We walked through the gate of the church, and instantly the flesh on the back of my neck started to crawl. Predator/prey response. “We being watched?” I murmured to Eli, my lips not moving, so my words couldn’t be read by a lip-reader.

“Targeted,” he said casually, his lips equally still. “Eyes in the bell tower. One rifle barrel.”

“How did you see it?” I asked, curious.

“Birds shuffled.”

“Ah. That or magic glasses.”

Eli huffed out a soft laugh but didn’t contradict me. And that got me thinking about what the government might be able to do if they had witches helping them.

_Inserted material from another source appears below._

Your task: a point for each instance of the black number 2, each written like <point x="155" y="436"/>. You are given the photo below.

The national registration of the supernats could someday happen, and if it did, the possible results and repercussions for those with magical potential were dire. Like forcing witches to work for the government, creating new and harmful weapons, and, worse, at the risk of families and friends being hurt if witches didn’t comply. I could see the Department of Defense chaining vamps to the wall and draining them for sips of blood before soldiers go into battle. I could see—

“You getting all the way from ‘maybe’ to ‘stupid’ with the conspiracy theories, yet?” Eli asked, an edge to his voice.

“Pretty close, after that phone call,” I said.

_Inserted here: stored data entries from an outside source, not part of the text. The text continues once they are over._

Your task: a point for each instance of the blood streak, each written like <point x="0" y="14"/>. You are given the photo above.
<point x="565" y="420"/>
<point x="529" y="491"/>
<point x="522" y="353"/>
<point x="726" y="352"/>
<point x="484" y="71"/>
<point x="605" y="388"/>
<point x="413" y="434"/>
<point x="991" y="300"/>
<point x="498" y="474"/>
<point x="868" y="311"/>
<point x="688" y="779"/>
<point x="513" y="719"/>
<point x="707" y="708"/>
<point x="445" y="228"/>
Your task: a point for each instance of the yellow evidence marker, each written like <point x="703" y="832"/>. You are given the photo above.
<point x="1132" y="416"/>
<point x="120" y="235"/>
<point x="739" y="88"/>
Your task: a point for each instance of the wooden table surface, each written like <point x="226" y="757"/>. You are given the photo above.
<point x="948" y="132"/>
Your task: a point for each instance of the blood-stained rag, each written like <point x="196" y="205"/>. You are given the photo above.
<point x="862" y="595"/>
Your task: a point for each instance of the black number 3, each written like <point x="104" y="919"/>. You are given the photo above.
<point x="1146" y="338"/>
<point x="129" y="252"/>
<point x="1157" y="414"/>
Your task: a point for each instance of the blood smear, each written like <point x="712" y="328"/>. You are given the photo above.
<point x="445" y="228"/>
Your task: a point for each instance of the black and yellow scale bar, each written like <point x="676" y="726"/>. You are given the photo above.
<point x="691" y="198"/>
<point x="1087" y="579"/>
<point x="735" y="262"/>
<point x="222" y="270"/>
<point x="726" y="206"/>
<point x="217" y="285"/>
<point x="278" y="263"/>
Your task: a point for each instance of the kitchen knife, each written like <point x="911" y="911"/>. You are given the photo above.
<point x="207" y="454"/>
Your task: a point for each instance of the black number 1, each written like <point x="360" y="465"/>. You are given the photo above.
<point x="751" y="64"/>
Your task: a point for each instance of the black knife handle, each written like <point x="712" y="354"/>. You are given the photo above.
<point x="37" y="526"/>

“Don’t. The glasses were five bucks at CVS on Decatur Street. Uncle Sam trained me well. That’s it.”

I smiled, using the excuse to tilt up my head. The rifle barrel was still following us, pointed down now. “I wasn’t trying to push your buttons.”

“Did it anyway.”

I shoved open the heavy wood door, and cool air flowed out. Cool air was one reason for the thick walls when building back in the days before central air-conditioning. “I’m sorry,” I said. And I was. I changed the subject. “Did Lucky mention the priest’s name?”

“‘Father’ usually works.”

“Hmmm. Is the bishop’s scholar still here?”

“Didn’t get that intel either. Flying by the seat of our pants, just like usual, ain’t we, babe?”

“Except for your mysterious phone call.” Eli didn’t reply, and I sighed again. “I shoulda asked Lucky.”

“Shoulda,” Eli agreed.

“I forgot.” Sometimes I wondered whether my adrenaline-addicted partner let me forget to find out stuff just so he could play commando games again. But . . . nah. Surely not.

The door closed behind us. We were standing in a darkened foyer sort of place, windowless, the interior walls constructed of wide planks of cypress wood, the finish darkened by time and damp. Ahead, I could see the sanctuary, which, if I remembered right, Roman Catholics called something else. Inside, it was obvious that the church was shaped like a cross, the thick brick walls pierced open with stained glass windows letting in the sunlight in colors of ocean blue and bloodred. The exposed beams of the roof system were far overhead, beams bigger around than my waist. Verdigris-stained brass chandeliers dangled on rusted iron chains. In niches were statues dressed in clothing from Roman times, all with halos, and some with wings. Saints and angels. At the front of the church was a cross, some twenty feet tall, with a plaster Jesus hanging there, all bloody and beaten, wearing a blue scarf over his privates and a crown of thorns. This crown looked nothing like the one in the street in the dark of a rainy night.

“Where do you think the priest is?” I asked.

“This time of day? The sacristy or his home. Or maybe he’s the sharpshooter in the belfry.” Eli pulled his cell and checked a text message, frowning.